Immigration minister Brandon Lewis said there is “no limit on the number of international students who can come to the UK, and nor is there any plan to impose one”. A pilot scheme launched in January 2016 offering easier, longer and cheaper British visas to Chinese citizens is likely to be made permanent, but immigration minister Brandon Lewis has confirmed there is no plan to extend it to Indian citizens in the near future.
Questioned on the issue in the House of Commons by senior Labour MP Virendra Sharma on Monday, Lewis said the situation with India is different from that with China, reflecting Prime Minister Theresa May’s statement in New Delhi in November 2016 that linked improving the UK visa offer to the number and speed of return of illegal Indian citizens in the UK.

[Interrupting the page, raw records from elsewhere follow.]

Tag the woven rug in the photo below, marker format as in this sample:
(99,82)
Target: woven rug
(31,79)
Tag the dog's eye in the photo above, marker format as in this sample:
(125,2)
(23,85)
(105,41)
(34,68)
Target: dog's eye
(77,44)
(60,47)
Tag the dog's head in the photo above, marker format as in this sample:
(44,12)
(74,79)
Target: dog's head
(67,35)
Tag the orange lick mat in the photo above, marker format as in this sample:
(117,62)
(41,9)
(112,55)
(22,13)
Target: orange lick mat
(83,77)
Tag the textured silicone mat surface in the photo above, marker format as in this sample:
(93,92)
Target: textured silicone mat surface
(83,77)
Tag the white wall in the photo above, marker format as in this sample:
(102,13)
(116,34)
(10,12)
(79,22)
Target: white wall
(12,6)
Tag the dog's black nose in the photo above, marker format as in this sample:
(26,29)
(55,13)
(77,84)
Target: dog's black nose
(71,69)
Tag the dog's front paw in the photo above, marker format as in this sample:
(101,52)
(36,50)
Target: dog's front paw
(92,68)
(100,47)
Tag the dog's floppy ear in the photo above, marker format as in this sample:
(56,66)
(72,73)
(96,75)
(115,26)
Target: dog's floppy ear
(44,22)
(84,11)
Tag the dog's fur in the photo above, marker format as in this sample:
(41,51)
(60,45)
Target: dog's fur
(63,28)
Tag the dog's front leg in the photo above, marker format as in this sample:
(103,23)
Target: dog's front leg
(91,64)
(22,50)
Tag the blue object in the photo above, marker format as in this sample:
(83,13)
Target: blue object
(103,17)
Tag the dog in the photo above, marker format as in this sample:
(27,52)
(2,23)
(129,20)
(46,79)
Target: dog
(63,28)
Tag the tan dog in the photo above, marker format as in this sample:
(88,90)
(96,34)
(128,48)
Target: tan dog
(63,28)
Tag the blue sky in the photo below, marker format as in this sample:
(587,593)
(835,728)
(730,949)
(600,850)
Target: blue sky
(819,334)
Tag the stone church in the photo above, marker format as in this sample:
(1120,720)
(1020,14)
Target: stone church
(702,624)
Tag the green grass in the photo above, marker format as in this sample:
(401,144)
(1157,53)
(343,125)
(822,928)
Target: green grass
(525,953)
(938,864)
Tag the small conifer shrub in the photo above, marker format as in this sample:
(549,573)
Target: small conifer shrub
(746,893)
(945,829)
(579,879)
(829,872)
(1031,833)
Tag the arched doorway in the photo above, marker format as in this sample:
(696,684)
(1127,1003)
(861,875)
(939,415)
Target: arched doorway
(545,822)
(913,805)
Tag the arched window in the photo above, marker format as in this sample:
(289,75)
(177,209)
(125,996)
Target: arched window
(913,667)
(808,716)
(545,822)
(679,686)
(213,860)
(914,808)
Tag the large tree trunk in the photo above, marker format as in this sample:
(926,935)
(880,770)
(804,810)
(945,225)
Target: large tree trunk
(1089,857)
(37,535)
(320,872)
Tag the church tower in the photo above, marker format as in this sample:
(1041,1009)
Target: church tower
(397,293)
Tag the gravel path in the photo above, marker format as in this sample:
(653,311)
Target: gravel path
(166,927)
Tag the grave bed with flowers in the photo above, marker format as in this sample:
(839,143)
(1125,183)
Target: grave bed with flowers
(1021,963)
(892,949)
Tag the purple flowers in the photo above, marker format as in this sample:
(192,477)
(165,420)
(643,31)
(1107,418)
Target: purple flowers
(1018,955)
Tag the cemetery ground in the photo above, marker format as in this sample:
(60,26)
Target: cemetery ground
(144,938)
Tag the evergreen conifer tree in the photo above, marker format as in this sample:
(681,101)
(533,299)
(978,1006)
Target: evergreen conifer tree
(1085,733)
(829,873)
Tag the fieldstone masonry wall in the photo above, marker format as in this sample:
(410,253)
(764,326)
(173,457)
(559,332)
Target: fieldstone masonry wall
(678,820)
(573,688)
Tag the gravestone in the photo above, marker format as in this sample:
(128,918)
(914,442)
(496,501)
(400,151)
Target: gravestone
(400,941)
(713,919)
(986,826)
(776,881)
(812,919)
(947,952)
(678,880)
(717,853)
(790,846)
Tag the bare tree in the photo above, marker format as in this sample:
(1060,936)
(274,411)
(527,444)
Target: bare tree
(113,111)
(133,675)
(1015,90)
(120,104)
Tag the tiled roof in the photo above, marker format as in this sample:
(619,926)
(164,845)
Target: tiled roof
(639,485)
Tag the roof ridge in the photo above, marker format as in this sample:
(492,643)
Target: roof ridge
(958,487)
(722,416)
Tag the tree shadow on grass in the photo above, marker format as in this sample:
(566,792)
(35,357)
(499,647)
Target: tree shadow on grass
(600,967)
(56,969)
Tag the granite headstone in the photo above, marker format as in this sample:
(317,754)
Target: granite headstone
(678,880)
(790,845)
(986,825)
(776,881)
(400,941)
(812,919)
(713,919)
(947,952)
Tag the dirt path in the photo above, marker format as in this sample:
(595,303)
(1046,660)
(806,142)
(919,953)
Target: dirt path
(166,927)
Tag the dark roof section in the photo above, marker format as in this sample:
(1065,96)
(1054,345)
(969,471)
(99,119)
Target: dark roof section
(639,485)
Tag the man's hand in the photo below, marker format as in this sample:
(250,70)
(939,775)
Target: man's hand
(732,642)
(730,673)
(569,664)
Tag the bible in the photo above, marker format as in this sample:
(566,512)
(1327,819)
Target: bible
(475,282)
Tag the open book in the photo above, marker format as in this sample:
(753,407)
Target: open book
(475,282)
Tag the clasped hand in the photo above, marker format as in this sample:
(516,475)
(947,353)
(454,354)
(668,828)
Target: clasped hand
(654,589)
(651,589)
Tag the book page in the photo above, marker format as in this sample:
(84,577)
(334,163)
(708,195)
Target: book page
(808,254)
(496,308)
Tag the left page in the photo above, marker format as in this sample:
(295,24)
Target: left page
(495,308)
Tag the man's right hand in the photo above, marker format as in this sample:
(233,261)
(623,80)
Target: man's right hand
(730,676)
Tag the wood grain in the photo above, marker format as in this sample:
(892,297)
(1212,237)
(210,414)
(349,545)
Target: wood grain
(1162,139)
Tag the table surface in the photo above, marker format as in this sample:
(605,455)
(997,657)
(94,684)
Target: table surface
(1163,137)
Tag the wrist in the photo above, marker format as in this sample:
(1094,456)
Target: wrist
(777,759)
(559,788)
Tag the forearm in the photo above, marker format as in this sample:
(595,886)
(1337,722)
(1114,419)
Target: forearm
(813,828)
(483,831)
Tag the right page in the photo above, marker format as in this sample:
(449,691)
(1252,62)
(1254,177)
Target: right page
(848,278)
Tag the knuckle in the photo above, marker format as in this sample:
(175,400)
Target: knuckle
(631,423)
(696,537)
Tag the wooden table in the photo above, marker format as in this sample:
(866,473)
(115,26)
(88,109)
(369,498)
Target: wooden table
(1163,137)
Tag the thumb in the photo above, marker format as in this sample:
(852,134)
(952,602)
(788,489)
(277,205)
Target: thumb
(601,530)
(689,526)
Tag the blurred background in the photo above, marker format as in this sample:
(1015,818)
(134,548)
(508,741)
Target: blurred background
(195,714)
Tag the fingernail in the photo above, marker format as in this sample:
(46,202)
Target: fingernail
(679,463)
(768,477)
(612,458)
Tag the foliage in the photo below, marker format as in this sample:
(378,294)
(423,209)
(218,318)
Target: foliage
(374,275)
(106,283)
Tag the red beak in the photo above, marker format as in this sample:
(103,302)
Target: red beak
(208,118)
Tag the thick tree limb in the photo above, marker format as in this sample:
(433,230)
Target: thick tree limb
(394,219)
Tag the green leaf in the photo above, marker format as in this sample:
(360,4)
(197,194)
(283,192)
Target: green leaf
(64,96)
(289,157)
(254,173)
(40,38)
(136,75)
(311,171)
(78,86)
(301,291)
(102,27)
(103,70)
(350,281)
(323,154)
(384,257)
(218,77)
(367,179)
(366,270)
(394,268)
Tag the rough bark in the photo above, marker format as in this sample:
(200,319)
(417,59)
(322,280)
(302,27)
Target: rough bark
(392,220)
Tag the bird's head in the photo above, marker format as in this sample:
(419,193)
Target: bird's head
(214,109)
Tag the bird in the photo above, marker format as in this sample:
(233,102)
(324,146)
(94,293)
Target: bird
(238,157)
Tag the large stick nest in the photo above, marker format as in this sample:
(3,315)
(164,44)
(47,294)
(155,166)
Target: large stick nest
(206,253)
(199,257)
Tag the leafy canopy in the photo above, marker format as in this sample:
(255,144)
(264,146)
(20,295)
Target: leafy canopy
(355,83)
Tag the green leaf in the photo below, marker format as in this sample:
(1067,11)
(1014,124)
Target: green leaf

To Sharma’s demand that the same visa scheme be extended to India, “our best allies in trade post-Brexit”, Lewis said: “I was in India just a couple of weeks ago and I had some conversations about the pilots we are running in China.
“The honorable gentleman is a little premature, because the pilot with China is still running. It is based on a different situation from the situation with us and India, but we will look at that pilot, and I will feed back after it has ended and we have a chance to review it.”
Answering questions by MPs on removing international students from overall migration statistics – a demand by several stakeholders in higher education and supported by some cabinet ministers – Lewis refused to commit, but said the situation has improved in recent years.
He said: “I can be very clear: there is absolutely no limit on the number of international students who can come to the UK, and nor is there any plan to impose one. What we have seen this summer is that students are now compliant, and that means their effect on the net migration figures is marginal.
“The key thing with students is that, thanks to the work that this government have done since 2010 in shutting down about 920 bogus colleges, students are now complying, so the effect on migration is marginal, at best.”
Indian student numbers coming to UK higher education institutions have dwindled by more than half since 2010, when immigration reforms were introduced by the David Cameron government. In 2012, the post-study work visa popular with Indians was abolished.
There are suggestions that the drop of Indian students is partly due to the closure of bogus colleges, which were recruiting Indian and other international students allegedly for purposes other than education.